Showing posts with label naviblog uk. Show all posts
Showing posts with label naviblog uk. Show all posts

August 27, 2008

Mobile opportunity in Dubai?



After a short trip to the UAE and the Middle East over the summer break, I have come to believe there are many opportunities in the booming state of Dubai for mobile service developers and Naviblog is currently looking at opportunities with a number of local partners. The tourism, construction, property and banking sectors, as well as high mobile phone penetration and increasing usage, are laying down the groundwork for strong everyman demand for mobile services of all stripes.

Tourist maps and guides? Property price comparison sites? Mobile banking portals? Employment sites? I think there is a lot of opportunity here for mobility as the Emirates move from a predominantly heavy industry and construction economy to a services- and information-centric society. It's an exciting place and time to be there.

July 28, 2008

eBay CEO anecdote offers guidance



Just reading an anecdote on Pierre Omidyar when eBay had system trouble that brought his whole site to a standstill... "during a time of service interruption [...] Pierre directed company managers to personally call the top 10,000 users apologizing for the inconvenience".

Now that's what I call putting customers first. Something to think about before complaining about tech trouble: while the tech guys sort out the disaster back-end, focus yourself on smoothing the wrinkles and frowns on the front-end. Run of the mill, yes, but still very cool. More here.

May 06, 2008

Japanese teens spend 25% of waking life on mobile



In a revealing survey of Japanese teen mobile users (10-19 yr olds) vs older young mobile users (20s-40s) by Japanese advertising researchers Standard, junior high school were found to spend about 3.3 hours a day on their mobile phones mailing and surfing the web, translating to about 1/4 of their waking hours.

Beyond the time spent in constant contact with the phone, the level of email/SMS traffic with "friends" contacted on the phone via mail or other means decreased as the surveyed sample grew in age. Respondents in their 20s had an average message traffic of 116 messages a day (received or sent), while respondents in their 40s had daily traffic of under 10 messages. Timing also seemed to be a crucial factor, with 1/3 of teen respondents responding to messages within 3 minutes.
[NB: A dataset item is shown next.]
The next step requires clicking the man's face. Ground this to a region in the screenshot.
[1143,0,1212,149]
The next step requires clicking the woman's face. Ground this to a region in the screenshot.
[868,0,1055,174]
The channel zapping TV culture of the 90s and split-second attention spans seems to have filtered down into a twitterized social cocoon of messages and mobile web use. Complaints this generation cannot get their act together is altogether misplaced: I would daresay they are more politically active, socially pro-active, communicative and responsive than their older siblings and fathers. Multitasking and split-attentions give glimpses of a more fuzzy and ubiquitous online identity... to when the totems and taboos that anthropologists use to codify this new communication space? Will these be the consumer brands? or emoticons fusing with notoriety/popularity = social emoticons?

No-one knows, but what is certain is that the phone is instrumental in the creation of this new vox populi. And more and more teens will spend their time in conditions of mobility living two separate lives superimposed one on the other: their mobile life and their physical one. To when 50% of waking life on the phone?